Taking a minor is just typically a requirement for being able to register for more "advanced" courses, at least that's the way it was in my undergraduate institution. It's also some kind of formal "checkmark" as far as aptitude, when people look at your resume. So you are likely going to have to have a couple of minors on your transcript if you want "ideal" preparation for an MFE.

That having been said, as I mentioned, there are very few applicants who are "ideally" prepared for an MFE upon inception.
 
If I could do it all over again I would major in Applied Math or Statistics, and minor in Finance and Computer Science. Math is mostly what you need for FinEng program and it's the most challenging part. Someone might argue that Computer Science is the most important, which is true for some of the job positions. Majoring in Applied Math or Statistics would probably still require taking some extra math classes to satisfies the prerequisites for a Fin Eng program.

Visit the websites of Berkeley and Stanford, their programs have the most detailed descriptions of prerequisite courses.
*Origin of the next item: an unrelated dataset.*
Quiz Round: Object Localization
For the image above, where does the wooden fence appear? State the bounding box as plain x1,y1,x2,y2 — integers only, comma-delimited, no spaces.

Stanford prerequisites are the most rigorous of all the better programs in the US, if you have all those courses you'll be good to go.
 
If I could do it all over again I would major in Applied Math or Statistics, and minor in Finance and Computer Science. Math is mostly what you need for FinEng program and it's the most challenging part. Someone might argue that Computer Science is the most important, which is true for some of the job positions. Majoring in Applied Math or Statistics would probably still require taking some extra math classes to satisfies the prerequisites for a Fin Eng program.

Visit the websites of Berkeley and Stanford, their programs have the most detailed descriptions of prerequisite courses. Stanford prerequisites are the most rigorous of all the better programs in the US, if you have all those courses you'll be good to go.

yep, I can still change any major at this moment. thank you for your time. I will go check their websites.
 
Your major may not matter for MFE admissions because the ad board will actually look at what courses you have taken, but for a job application your major could matter.

If you don't want to double major then I would recommend majoring in Computer Science (assuming you enjoy it to some degree) and minoring in math/statistics and finance (third minor in economics could be interesting).

Since you proclaim yourself ambitious, I'll recommend you double/triple major in Computer Science and Math/Statistics (third major in finance) with minors in economics and physics. All of this is pretty overboard but covers alot of material!

Don't forget the importance of building relationships with professors for future letters of recommendation and internships. At a minimal I would recommend trying to do 2 internships: a finance internship (investment bank, hedge fund, etc) and a programming internship.